Chapeau! – fürs Velodach
Wer mit dem Velo oder zu Fuss unterwegs ist, kann über velodach.ch gratis bei anderen Mitgliedern dieses Netzwerks übernachten. Dies schont das Portemonnaie genauso wie die Umwelt – und beschert einem interessante Begegnungen und Gespräche.
Schon mehr als dreissig Jahre lang vermittelt die Plattform velodach.ch Menschen, die unmotorisiert reisen, gratis Übernachtungen in Privatunterkünften. Den Service in Anspruch nehmen dürfen alle, die auch bereit sind, als Gastgeber zu wirken und ihrerseits Reisende bei sich aufzunehmen. Ins Leben gerufen wurde das Projekt 1991, ursprünglich war es in erster Linie für Velofahrerinnen und Velofahrer gedacht. Inzwischen können auch Wanderer, Rollschuhfahrerinnen und Kanufahrer teilnehmen – alle, die «aus eigener Kraft unterwegs sind», wie es Velodach-Leiter Twan Boonstoppel formuliert. «Übernachtungsverzeichnis für langsam Reisende» heisst es auf der neuen Website, die seit kurzem online ist.
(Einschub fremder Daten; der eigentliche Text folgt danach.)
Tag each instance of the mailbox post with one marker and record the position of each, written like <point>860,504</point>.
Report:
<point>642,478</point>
Entstanden ist die Idee nach dem Vorbild der deutschen Plattform «Dachgeber», die bereits seit 1987 existiert und inzwischen mehr als 3600 Adressen in seiner Kartei hat. Bei Velodach sind es knapp 500, der Grossteil davon in der Schweiz – wobei auch einige Unterkünfte in Österreich und Deutschland dabei sind, sogar zwei in Holland.
«Anfang der 90er Jahre war das etwas ganz Neues», erinnert sich Boonstoppel. «Da gab es noch keine internationalen Plattformen wie Warm Showers oder Couchsurfing.» Boonstoppel hat Velodach 2018 übernommen und kann seither jedes Jahr einen kleinen Mitgliederzuwachs verzeichnen. «Es ist ein Selbstläufer und wird vor allem über Mund-zu-Mund-Propaganda bekannt.» Beliebt ist Velodach bei ganz verschiedenen Menschen: Studierende oder andere, die nicht viel Geld für Hotelübernachtungen haben, nutzen die Plattform genauso wie ältere Menschen, die gerne Gäste bei sich haben.
«In meiner Jugend war ich viel mit dem Velo unterwegs – da habe ich oft Bauern gefragt, ob ich bei ihnen auf dem Feld oder in der Scheune übernachten könne», sagt Boonstoppel. Aus eigener Erfahrung weiss er, wie bereichernd diese kurzen Begegnungen sein können: «Da man nur schon durchs Interesse am Velofahren oder Wandern Gemeinsamkeiten hat, ergeben sich immer interessante Gespräche.» Probleme mit unangenehmen Gästen treten höchst selten auf.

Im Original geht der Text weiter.